サプライヤー支払いを自動化する米Freehandが、7,500万ドルのシード資金を調達したとAxiosが7月29日に報じました。報道上の評価額は調達後3億ドルです。同社はメール、チャット、契約書、請求書などの非構造データと、ERPや購買・決済システムの取引データを結び、見積取得から請求照合、勘定科目付与、支払いまでをAIチームで処理します。企業AIの投資対象が汎用チャットから、金額と監査記録を伴う業務実行へ移っていることを示す案件です。
7,500万ドルのシード調達を報道
Freehandは2026年2月にステルスから公開され、買掛金、調達、サプライヤー連携の手作業を代替する製品を提供しています。今回の資金調達額と評価額はAxiosの報道に基づき、8月3日の収集時点では同社サイトに独立した調達発表は掲載されていません。
契約から支払いまで履歴を接続
中核は、契約、発注、配送、請求、支払いを関連づけるContext Graphです。各AIエージェントが前工程で検証済みの情報を次へ渡し、請求照合、勘定科目設定、支払いファイル作成までを一つの履歴として残します。

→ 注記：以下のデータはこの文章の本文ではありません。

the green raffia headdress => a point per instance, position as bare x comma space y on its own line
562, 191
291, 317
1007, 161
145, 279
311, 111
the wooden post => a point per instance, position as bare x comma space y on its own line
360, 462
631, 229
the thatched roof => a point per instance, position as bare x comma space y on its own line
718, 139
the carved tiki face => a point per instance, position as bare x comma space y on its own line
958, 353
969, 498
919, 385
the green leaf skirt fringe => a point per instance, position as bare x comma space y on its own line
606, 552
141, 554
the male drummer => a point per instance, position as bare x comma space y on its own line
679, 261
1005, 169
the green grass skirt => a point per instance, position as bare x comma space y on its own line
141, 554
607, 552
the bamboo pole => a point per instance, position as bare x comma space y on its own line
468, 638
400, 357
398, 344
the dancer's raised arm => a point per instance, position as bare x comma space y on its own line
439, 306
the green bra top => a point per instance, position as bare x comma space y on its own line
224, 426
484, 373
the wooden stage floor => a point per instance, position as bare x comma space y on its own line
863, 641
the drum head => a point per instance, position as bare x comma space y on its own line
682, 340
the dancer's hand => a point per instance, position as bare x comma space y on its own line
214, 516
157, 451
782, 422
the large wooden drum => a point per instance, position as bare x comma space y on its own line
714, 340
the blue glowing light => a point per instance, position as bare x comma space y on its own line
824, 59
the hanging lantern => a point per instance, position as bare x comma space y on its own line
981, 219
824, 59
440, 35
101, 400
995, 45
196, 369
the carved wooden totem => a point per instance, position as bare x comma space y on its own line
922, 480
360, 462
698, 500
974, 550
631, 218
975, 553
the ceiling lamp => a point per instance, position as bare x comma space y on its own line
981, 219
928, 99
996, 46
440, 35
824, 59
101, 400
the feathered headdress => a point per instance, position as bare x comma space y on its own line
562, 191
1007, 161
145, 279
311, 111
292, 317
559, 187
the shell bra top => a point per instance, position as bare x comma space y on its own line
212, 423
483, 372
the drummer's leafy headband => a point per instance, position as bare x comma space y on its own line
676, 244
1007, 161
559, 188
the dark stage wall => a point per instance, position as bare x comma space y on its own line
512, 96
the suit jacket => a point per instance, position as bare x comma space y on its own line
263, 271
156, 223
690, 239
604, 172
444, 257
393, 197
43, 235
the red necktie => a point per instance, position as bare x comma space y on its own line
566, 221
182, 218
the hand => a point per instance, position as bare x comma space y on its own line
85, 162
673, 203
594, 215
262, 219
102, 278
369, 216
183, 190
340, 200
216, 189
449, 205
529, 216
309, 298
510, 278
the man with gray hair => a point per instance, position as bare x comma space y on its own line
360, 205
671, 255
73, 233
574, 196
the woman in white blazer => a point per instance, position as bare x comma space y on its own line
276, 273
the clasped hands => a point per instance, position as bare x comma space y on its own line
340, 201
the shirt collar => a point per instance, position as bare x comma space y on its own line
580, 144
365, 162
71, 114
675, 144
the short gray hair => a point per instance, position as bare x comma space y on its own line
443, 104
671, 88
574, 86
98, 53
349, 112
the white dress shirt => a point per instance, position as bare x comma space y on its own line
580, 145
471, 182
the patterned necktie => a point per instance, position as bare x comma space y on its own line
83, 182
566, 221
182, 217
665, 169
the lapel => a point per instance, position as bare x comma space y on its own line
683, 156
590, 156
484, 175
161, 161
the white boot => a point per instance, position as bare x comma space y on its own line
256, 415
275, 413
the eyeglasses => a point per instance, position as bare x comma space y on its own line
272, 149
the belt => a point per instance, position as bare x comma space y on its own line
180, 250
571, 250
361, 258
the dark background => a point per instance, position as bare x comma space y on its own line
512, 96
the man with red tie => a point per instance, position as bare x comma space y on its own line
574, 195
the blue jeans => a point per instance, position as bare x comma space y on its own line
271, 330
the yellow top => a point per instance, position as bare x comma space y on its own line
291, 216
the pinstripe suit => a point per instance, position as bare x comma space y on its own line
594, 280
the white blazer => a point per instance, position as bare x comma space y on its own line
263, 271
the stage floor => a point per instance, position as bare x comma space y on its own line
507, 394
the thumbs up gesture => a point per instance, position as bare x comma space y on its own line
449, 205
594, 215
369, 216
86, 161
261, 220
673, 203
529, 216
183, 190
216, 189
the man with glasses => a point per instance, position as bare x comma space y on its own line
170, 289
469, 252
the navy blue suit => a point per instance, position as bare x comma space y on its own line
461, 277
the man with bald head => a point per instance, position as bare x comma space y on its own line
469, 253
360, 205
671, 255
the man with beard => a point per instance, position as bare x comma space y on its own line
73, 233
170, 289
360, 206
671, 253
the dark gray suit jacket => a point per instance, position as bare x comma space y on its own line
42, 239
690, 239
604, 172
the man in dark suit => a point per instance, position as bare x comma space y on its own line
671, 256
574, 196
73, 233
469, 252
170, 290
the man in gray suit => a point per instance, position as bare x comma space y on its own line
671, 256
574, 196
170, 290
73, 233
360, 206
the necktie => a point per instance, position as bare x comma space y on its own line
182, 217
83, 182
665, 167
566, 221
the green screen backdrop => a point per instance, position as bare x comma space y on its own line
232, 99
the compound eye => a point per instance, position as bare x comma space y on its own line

例外だけを人へ戻す設計です。
実行権限には金額上限と承認を設定
経理・購買部門では処理時間の短縮だけでなく、契約外請求の検知や監査証跡の統一が期待されます。導入企業はAIへ実行権限を与える前に、金額上限、承認者、差し戻し条件、ERP更新範囲を決める必要があります。 資金調達は現時点で報道情報です。製品サイトにある効果指標は一般的な成果を保証せず、誤判定時の停止や人による承認を含む実運用の検証が欠かせません。